Stepping into the parlor at 144 Prince George Street in Annapolis makes it feel like time slows down – almost as if it was rewinding back into the 18th century. The golden crown molding, large glass windows, long-length southern pinewood flooring, and tasteful decor exhibit not only the designer’s incredible attention to detail, but an obvious commitment to preserve the original aesthetic. The Georgian-style building is home to Alex and Joe, and to the multitude of guests who pass through for a season, a weekend stay, or an evening event. Regardless of the occasion, a visit to The Annapolis Inn is marked by a cozy sense of historicity, good conversation, and a warm welcome to the city.

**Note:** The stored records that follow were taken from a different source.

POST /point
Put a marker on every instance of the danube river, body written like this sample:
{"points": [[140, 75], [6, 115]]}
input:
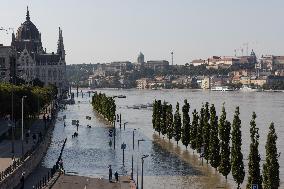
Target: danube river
{"points": [[168, 165]]}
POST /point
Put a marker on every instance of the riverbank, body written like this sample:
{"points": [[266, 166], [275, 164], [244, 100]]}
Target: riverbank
{"points": [[75, 182]]}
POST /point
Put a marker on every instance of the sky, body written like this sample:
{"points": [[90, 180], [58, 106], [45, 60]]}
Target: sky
{"points": [[117, 30]]}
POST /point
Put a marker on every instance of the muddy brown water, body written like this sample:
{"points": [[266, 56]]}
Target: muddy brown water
{"points": [[168, 165]]}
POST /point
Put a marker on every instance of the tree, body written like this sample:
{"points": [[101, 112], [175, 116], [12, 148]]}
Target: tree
{"points": [[177, 124], [164, 118], [271, 165], [186, 124], [206, 131], [158, 117], [194, 127], [237, 156], [214, 146], [254, 176], [170, 122], [200, 126], [154, 114], [224, 134]]}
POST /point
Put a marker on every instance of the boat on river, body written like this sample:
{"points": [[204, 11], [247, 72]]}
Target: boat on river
{"points": [[121, 96], [248, 88], [222, 88]]}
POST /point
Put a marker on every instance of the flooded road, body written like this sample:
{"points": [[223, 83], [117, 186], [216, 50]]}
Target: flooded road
{"points": [[168, 165]]}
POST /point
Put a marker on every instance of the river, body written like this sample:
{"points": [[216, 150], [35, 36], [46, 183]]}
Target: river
{"points": [[168, 165]]}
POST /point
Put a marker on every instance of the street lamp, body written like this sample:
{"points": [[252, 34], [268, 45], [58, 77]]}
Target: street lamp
{"points": [[142, 159], [12, 117], [133, 134], [140, 140], [23, 124], [132, 154]]}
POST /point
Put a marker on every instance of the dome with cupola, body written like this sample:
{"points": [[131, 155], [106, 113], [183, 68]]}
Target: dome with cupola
{"points": [[27, 30]]}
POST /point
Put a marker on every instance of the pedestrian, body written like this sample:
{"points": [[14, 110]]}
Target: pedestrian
{"points": [[109, 173], [116, 176]]}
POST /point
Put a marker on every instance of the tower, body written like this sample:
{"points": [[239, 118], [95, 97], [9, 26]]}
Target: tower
{"points": [[60, 45], [140, 59]]}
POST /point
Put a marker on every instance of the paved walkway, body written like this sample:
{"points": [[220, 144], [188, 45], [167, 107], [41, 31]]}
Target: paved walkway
{"points": [[6, 145], [79, 182]]}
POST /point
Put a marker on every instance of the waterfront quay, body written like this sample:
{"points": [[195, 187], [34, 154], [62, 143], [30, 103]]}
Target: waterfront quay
{"points": [[75, 182]]}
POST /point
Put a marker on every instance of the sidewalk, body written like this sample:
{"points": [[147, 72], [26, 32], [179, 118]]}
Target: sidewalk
{"points": [[6, 145], [79, 182]]}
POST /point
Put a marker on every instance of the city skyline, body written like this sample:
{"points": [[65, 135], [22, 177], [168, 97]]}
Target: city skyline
{"points": [[106, 31]]}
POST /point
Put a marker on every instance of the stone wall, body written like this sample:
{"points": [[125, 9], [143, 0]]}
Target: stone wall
{"points": [[30, 163]]}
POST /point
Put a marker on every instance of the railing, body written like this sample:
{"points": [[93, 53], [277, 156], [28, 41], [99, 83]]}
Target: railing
{"points": [[19, 162], [57, 168]]}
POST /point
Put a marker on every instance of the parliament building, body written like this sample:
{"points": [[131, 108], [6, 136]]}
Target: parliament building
{"points": [[33, 62]]}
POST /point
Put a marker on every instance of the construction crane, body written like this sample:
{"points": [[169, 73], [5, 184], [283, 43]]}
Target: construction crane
{"points": [[246, 45]]}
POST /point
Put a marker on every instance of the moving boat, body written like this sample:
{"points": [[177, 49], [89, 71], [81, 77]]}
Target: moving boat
{"points": [[222, 88], [121, 96], [248, 88]]}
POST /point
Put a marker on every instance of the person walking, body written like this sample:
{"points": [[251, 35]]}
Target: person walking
{"points": [[109, 173], [116, 176]]}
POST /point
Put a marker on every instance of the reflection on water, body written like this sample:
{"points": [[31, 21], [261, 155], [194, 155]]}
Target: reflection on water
{"points": [[169, 165]]}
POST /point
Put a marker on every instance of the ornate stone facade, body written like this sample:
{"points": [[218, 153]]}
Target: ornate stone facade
{"points": [[35, 63]]}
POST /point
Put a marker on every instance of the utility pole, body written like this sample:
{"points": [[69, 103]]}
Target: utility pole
{"points": [[23, 124], [114, 134], [142, 159], [120, 121], [172, 53]]}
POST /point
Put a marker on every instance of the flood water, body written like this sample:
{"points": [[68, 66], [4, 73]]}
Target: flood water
{"points": [[168, 165]]}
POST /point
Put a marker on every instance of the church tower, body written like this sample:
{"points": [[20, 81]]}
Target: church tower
{"points": [[60, 45]]}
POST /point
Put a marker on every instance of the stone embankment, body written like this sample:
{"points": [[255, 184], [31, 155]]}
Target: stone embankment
{"points": [[12, 175]]}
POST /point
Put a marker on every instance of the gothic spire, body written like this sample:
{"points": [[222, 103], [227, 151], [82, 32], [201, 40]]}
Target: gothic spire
{"points": [[60, 45], [28, 14]]}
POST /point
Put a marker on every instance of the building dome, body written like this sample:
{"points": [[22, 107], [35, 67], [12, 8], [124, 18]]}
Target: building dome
{"points": [[140, 58], [28, 31]]}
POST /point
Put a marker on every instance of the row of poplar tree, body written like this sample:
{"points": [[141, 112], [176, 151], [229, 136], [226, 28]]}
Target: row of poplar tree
{"points": [[214, 140], [104, 105]]}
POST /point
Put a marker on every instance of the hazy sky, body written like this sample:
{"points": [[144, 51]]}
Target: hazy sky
{"points": [[112, 30]]}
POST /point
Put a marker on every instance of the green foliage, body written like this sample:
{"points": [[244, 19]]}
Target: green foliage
{"points": [[105, 106], [177, 124], [196, 137], [158, 116], [186, 124], [37, 98], [214, 146], [254, 176], [236, 151], [224, 134], [154, 114], [170, 129], [206, 131], [164, 118], [271, 166]]}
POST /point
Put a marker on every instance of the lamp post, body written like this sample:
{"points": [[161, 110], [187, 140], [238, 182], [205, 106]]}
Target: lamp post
{"points": [[23, 98], [133, 132], [142, 161], [12, 118], [124, 125], [140, 140]]}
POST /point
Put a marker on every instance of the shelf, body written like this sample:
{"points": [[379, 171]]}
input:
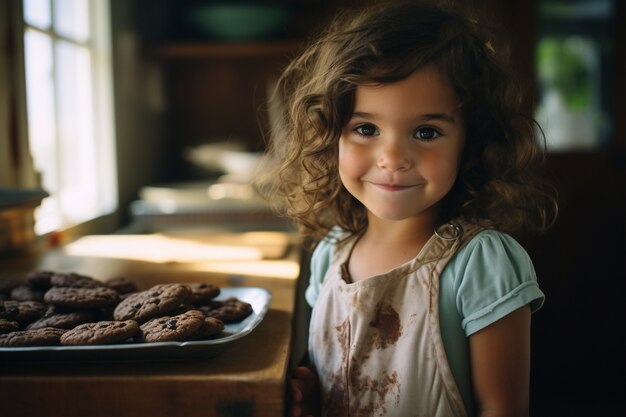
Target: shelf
{"points": [[221, 50]]}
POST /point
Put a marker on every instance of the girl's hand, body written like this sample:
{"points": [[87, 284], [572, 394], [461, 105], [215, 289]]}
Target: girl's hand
{"points": [[304, 392]]}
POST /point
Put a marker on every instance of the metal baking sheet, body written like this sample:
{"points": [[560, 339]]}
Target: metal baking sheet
{"points": [[259, 298]]}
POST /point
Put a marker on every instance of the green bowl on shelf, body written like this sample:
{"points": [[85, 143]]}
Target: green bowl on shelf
{"points": [[239, 21]]}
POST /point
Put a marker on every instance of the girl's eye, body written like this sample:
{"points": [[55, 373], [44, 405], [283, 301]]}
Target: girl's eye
{"points": [[426, 133], [366, 130]]}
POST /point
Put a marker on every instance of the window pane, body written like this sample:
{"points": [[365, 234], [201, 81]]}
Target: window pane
{"points": [[71, 19], [37, 13], [78, 173], [41, 122], [574, 60]]}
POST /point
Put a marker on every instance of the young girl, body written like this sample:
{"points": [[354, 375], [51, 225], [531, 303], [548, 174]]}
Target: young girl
{"points": [[401, 150]]}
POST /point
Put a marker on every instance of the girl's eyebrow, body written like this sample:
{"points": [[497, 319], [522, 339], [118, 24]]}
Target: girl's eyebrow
{"points": [[444, 117]]}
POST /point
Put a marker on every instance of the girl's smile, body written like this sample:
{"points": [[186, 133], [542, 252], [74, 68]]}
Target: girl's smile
{"points": [[399, 153]]}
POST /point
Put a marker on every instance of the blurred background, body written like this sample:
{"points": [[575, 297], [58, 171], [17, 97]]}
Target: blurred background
{"points": [[147, 115]]}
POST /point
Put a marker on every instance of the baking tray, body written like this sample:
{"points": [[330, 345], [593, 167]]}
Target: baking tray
{"points": [[259, 298]]}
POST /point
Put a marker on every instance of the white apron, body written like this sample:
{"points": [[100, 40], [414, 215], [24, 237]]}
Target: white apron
{"points": [[376, 343]]}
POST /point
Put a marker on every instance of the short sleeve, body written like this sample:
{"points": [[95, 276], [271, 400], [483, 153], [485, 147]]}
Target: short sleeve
{"points": [[493, 276], [320, 262]]}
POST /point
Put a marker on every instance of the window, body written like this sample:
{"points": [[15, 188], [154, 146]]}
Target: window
{"points": [[67, 59], [575, 55]]}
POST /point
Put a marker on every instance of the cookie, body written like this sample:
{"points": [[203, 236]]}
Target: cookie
{"points": [[39, 279], [202, 292], [122, 285], [25, 292], [166, 328], [99, 297], [228, 311], [75, 281], [100, 333], [67, 320], [210, 327], [23, 312], [7, 284], [40, 337], [8, 326], [157, 301]]}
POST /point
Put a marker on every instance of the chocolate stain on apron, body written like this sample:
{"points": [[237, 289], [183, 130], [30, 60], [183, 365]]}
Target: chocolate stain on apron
{"points": [[376, 343]]}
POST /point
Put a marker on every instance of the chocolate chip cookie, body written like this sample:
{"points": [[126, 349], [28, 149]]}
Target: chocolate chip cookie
{"points": [[72, 297], [75, 281], [210, 327], [67, 320], [100, 333], [166, 328], [26, 292], [23, 312], [8, 326], [157, 301], [48, 336]]}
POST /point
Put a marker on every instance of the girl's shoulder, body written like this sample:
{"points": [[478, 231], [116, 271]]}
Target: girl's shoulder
{"points": [[321, 258], [489, 277]]}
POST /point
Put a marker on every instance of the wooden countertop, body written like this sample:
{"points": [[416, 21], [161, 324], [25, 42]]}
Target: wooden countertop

On a recent summer evening, I had the opportunity to learn from Alex and Joe about the origin of their lovely Inn. The house, built in the 1700s and later modified in 1884, was first owned by a successful planter, Mr. Thomas Rutland, and then sold to Dr. James Murray, a Scottish physician to President Thomas Jefferson, among several others during the Revolutionary War. The space originally expanded across what was later partitioned into three houses, and retains a few Greek Revival style elements, credited to its third owner, Mr. James Iglehart. Today it still stands with several of these features marking it as a historic beacon, and serves the Annapolis community by embracing visitors with Alex’s sophisticated breakfast spreads and Joe’s undeniable sense of humor.
Upon opening the Inn for business in the late 1990s, Alex and Joe took great care to maintain the integrity of the property while working carefully to support the needs and desires of their guests. “We did a test run” explained Alex in describing the three-month pilot program, which was orchestrated to better understand industry trends and garner community feedback. Several years later, it seems natural, though clearly not without forethought, that the suites are each named after the home’s previous owners, the bathrooms equipped with sophisticated tubs and amazing scents, and the furniture both tasteful and comfortable. These details only allude to the stories, ardor, and attention Alex and Joe have to share.
Aside from maintaining the character of the home and providing guests with luxurious stays, the Innkeepers, as Alex and Joe refer to themselves, also actively invest in the local Naval community by sponsoring midshipmen. From Sunday dinners to birthday celebrations, cooking classes, and their annual Easter event, Alex and Joe continue to foster an environment after sixteen years, in which midshipmen can engage in open conversation and enjoy the taste of a home-cooked meal. “[What] they [midshipmen] have in you is the ear of an adult who doesn’t have authority over them … [they] can think out-loud without fear of repercussions,” said Joe as he elaborated on cultivating positive experiences for midshipmen, and guests alike. Alex and Joe work in the hopes that those who come to the Inn, leave feeling better than when they first arrived. “If you’ve done that, you’ve done your job,” noted Alex.
The Annapolis Inn is truly a unique space for not only an overnight stay, but for a moment of true relaxation, conversation, and personalized service. If you’re in the area, feel free to stop in to take a look for yourself. The Innkeepers eagerly look forward to welcoming you to their home and the great city of Annapolis.